Jepp, wenn Dir eine Grafik zum Austauschen reicht, ist der Code ja - Okay....

Hat sich die Bilder Show erledigt oder war es jetzt eher als Hilfeschrei einzustufen?


----------



## goddam (9. März 2004)

Der code den ich oben eingefügt habe funktioniert ja leider nicht . Ich habe mir jetzt erstmal damit geholfen das ich für jedes Bild das erscheinen soll eine neue Seite erstellt habe.
Schöner wäre es wenn die Bilder immer in einer Zelle geladen würden.
Mittlerweile glaube ich man kann den Inhalt einer Zelle nicht so ohne weiteres Tauschen.
Für Ideen bin ich aber weiterhin dankbar




PS:die Seite habe ich mal für Interessierte in den Anhang geladen


----------



## Thomas Lindner (9. März 2004)

Das geht schon!

Also, um ein Beispiel zu coden ( ohne versprechen, das das heute was wird -> Zeitdruck ), brauche ich von Dir noch die Angabe, wie Du die Bilder wechseln lassen willst.

Da es mehrere sind scheidet ein Mouseover *fast* aus!

Möglichkeiten, die mir einfallen:

Dropdown ( nur sinnvoll bei nicht zu vielen Bildern )

Einfache Linkliste

Buttons ( Schaltflächen ) : vor und zurück (optional: zu bestimmter Bildnummer)

Random: Zufallsbild beim (jedem) Laden der Seite oder Zufallsfbild auf Button/LInkklick


----------



## goddam (9. März 2004)

mouseover wäre eine schöne spielerei, als einfacher Button geht es natürlich auch.
... aber bloss keinen Stress machen, morgen ist auch noch ein Tag...


----------



## Quaese (9. März 2004)

Hi,

ich hoffe, ich habe Dein Problem richtig verstanden.

Du kannst die kleinen Bilder per Mausklick auf ein Thumb im rechten Bereich vergrössert darstellen.

In die freien TD-Tags kannst du weitere Bilder einfügen, musst aber im IMG-Tag
jeweils das onClick-Attribut einfügen.

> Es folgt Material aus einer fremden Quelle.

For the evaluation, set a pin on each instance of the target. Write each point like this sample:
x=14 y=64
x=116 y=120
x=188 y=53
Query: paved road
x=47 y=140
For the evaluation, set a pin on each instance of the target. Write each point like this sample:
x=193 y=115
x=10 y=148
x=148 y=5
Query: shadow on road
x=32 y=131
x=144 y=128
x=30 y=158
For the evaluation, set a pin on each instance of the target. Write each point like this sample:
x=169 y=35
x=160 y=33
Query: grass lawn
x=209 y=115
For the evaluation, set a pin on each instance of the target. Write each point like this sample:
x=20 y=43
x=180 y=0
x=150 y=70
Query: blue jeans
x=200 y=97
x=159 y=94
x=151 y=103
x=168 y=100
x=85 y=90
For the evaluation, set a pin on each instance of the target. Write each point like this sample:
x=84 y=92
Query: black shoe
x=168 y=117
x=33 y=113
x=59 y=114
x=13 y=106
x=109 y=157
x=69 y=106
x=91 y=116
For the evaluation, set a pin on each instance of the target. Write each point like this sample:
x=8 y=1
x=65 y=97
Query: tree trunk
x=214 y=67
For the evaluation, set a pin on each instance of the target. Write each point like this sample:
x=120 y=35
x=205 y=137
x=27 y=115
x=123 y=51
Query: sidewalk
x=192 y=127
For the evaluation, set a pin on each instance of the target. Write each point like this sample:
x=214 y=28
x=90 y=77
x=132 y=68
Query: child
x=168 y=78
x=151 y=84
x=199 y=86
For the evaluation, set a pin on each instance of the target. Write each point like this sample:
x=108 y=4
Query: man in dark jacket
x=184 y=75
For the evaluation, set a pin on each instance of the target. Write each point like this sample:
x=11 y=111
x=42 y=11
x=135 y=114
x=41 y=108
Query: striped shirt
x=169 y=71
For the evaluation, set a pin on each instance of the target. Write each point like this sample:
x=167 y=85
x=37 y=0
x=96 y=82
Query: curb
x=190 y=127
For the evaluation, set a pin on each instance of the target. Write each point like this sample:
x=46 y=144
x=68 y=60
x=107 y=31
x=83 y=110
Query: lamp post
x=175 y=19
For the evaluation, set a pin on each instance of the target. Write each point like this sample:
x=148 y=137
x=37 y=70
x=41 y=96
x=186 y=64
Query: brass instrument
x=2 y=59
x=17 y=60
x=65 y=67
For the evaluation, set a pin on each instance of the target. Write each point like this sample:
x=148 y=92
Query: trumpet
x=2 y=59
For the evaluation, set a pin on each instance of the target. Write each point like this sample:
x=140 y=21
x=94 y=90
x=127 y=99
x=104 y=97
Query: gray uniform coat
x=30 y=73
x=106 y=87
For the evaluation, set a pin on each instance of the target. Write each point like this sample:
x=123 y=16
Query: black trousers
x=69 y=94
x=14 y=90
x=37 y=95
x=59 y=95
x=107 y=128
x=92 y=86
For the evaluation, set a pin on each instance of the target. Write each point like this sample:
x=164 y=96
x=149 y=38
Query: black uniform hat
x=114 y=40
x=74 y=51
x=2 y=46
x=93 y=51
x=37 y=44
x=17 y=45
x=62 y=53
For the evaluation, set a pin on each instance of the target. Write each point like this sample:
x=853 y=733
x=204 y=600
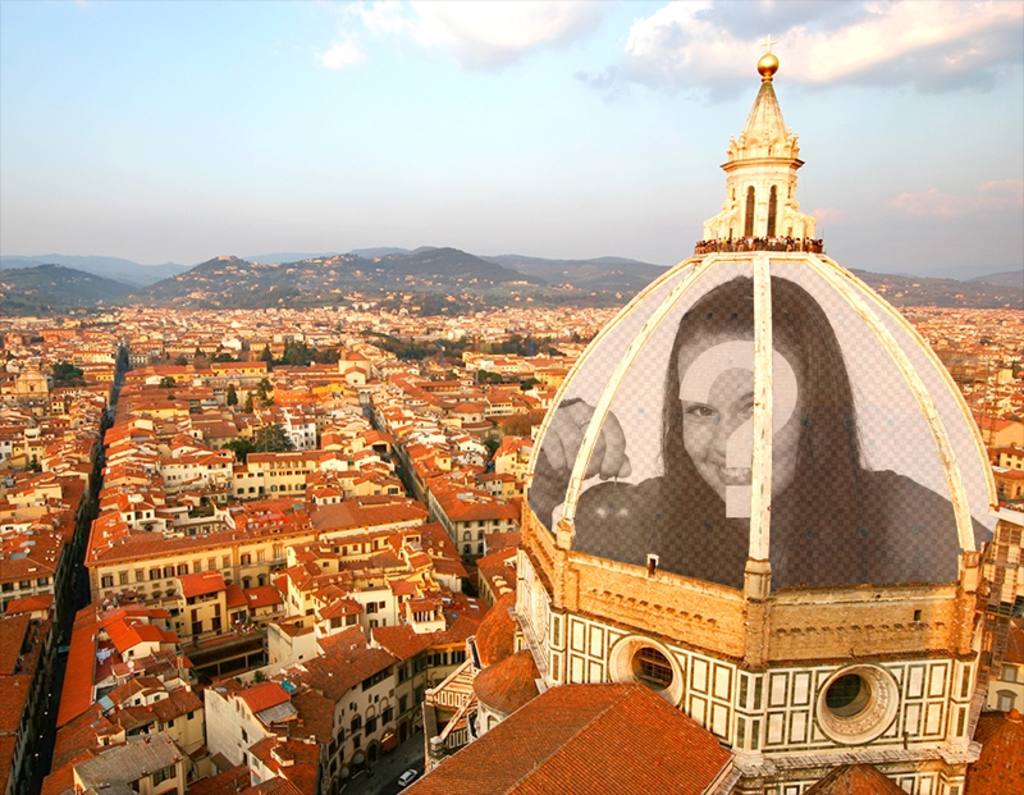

Das kannst Du einfach aus einem anderen
IMG-Tag kopieren. Dann sollte das so funktionieren.

Zu beachten ist, dass die Grösse des rechts angezeigten Bildes derzeit auf
eine Breite von 207 Pixel und eine Höhe von 212 Pixel eingestellt ist. Bei Bedarf
solltest Du die Werte anpassen.

Meinen Vorschlag kannst Du im Anhang einsehen.

Ciao
Quaese


----------



## goddam (9. März 2004)

Ja, fast !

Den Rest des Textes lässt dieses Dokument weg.